Reducing mitochondrial bound hexokinase II mediates transition from non-injurious into injurious ischemia/reperfusion of the intact heart

Abstract

Ischemia/reperfusion (I/R) of the heart becomes injurious when duration of the ischemic insult exceeds a certain threshold (approximately >= 20 min). Mitochondrial bound hexokinase II (mtHKII) protects against I/R injury, with the amount of mtHKII correlating with injury. Here, we examine whether mtHKII can induce the transition from non-injurious to injurious I/R, by detaching HKII from mitochondria during a non-injurious I/R interva l. Additionally, we examine possible underlying mechanisms (increased reactive oxygen species (ROS), increased oxygen consumption (MVO2) and decreased cardiac energetics) associated with this transition. Langendorff perfused rat hearts were treated for 20 min with saline, TAT-only or 200 nM TAT-HKII, a peptide that translocates HKII from mitochondria. Then, hearts were exposed to non-injurious 15-min ischemia, followed by 30-min reperfusion. I/R injury was determined by necrosis (LDH release) and cardiac mechanical recovery. ROS were measured by DHE fluorescence. Changes in cardiac respiratory activity (cardiac MVO2 and efficiency and mitochondrial oxygen tension (mitoPO(2)) using protoporphyrin IX) and cardiac energetics (ATP, PCr,.GATP) were determined following peptide treatment. When exposed to 15-min ischemia, control hearts had no necrosis and 85% recovery of function. Conversely, TAT-HKII treatment resulted in significant LDH release and reduced cardiac recovery (25%), indicating injurious I/R. This was associated with increased ROS during ischemia and reperfusion.
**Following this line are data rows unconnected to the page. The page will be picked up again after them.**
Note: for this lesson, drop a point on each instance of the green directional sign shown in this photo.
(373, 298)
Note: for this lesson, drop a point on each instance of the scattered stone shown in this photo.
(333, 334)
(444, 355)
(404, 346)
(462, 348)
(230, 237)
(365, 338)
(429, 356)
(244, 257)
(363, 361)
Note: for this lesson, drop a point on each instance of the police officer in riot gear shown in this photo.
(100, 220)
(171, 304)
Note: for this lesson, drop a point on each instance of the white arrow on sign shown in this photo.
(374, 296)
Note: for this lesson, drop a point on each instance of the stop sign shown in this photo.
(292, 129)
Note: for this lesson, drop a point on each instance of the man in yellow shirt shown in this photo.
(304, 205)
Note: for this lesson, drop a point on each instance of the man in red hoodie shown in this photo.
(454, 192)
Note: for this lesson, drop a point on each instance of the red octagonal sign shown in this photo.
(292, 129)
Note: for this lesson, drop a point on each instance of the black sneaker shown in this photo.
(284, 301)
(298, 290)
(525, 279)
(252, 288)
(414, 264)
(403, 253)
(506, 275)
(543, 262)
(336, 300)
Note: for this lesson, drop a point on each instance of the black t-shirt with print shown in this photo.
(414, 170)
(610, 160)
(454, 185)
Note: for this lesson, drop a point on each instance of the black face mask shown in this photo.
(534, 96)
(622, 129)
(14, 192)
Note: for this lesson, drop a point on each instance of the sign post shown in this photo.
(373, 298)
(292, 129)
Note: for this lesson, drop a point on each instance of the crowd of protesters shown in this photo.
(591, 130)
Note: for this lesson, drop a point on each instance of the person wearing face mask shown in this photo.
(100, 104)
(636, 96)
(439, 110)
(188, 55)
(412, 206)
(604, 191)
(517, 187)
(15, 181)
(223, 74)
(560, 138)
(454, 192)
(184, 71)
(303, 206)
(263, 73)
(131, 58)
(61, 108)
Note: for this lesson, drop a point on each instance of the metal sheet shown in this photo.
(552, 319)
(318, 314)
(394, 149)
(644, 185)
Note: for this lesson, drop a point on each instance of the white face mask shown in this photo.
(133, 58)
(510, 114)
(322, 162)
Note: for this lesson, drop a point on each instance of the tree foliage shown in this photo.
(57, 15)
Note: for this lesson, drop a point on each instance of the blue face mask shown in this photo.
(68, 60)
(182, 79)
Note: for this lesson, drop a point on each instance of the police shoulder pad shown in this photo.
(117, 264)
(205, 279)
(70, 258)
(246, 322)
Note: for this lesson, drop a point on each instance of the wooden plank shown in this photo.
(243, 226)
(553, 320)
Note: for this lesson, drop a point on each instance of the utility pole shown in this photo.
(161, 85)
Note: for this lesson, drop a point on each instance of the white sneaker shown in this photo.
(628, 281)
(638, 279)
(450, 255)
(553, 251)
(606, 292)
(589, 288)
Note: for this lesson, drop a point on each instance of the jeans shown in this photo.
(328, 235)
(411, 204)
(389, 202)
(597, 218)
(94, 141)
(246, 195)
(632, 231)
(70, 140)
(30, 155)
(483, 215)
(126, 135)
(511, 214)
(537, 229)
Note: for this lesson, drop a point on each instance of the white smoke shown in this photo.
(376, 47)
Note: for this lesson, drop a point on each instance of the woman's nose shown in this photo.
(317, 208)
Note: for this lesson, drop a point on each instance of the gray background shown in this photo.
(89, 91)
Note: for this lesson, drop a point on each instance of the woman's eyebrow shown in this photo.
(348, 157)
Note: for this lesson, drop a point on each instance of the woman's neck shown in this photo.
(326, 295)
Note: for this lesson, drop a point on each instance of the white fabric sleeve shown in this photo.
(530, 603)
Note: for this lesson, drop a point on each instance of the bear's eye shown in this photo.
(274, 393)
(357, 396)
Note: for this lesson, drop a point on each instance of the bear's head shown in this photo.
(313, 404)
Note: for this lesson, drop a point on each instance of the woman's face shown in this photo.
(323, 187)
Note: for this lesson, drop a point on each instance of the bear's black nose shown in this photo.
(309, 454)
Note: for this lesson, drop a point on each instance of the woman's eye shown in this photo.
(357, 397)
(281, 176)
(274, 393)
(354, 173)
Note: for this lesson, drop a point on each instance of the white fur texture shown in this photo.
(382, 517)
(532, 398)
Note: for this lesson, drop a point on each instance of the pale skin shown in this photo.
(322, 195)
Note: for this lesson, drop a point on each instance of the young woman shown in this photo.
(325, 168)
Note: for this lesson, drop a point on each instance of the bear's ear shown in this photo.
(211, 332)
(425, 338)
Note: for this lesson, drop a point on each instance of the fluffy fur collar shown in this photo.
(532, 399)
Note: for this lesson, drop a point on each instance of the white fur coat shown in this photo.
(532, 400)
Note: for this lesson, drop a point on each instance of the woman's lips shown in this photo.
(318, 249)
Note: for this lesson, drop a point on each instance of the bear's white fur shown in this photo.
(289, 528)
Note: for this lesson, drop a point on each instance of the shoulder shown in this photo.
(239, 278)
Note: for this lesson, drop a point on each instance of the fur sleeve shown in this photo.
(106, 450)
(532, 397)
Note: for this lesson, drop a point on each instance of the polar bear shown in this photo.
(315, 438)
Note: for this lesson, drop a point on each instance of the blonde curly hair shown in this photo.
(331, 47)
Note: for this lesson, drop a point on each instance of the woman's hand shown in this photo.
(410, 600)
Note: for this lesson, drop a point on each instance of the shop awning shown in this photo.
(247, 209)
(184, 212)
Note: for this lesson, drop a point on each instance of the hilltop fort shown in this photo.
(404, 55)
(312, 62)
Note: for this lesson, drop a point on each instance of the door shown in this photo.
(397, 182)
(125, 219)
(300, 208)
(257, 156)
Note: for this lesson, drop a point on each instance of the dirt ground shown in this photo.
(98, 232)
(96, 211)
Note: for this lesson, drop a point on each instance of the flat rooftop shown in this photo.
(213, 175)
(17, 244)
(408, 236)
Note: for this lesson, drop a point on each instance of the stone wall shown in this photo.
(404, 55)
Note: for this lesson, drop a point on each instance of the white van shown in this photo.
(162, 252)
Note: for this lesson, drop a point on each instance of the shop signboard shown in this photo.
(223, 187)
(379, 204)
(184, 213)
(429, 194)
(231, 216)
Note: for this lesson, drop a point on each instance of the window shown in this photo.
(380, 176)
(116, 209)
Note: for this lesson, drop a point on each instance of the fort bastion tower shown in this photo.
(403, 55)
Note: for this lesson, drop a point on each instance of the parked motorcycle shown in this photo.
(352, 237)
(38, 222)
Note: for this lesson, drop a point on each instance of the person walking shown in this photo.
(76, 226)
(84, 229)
TAT-HKII treatment reduced MVO2 and improved energetics (increased PCr) before ischemia, without affecting MVO2/RPP ratio or mitoPO(2). In conclusion, a reduction in mtHKII turns non-injurious I/R into injurious I/R. Loss of mtHKII was associated with increased ROS during ischemia and reperfusion, but not with increased MVO2 or decreased cardiac energetics before damage occurs.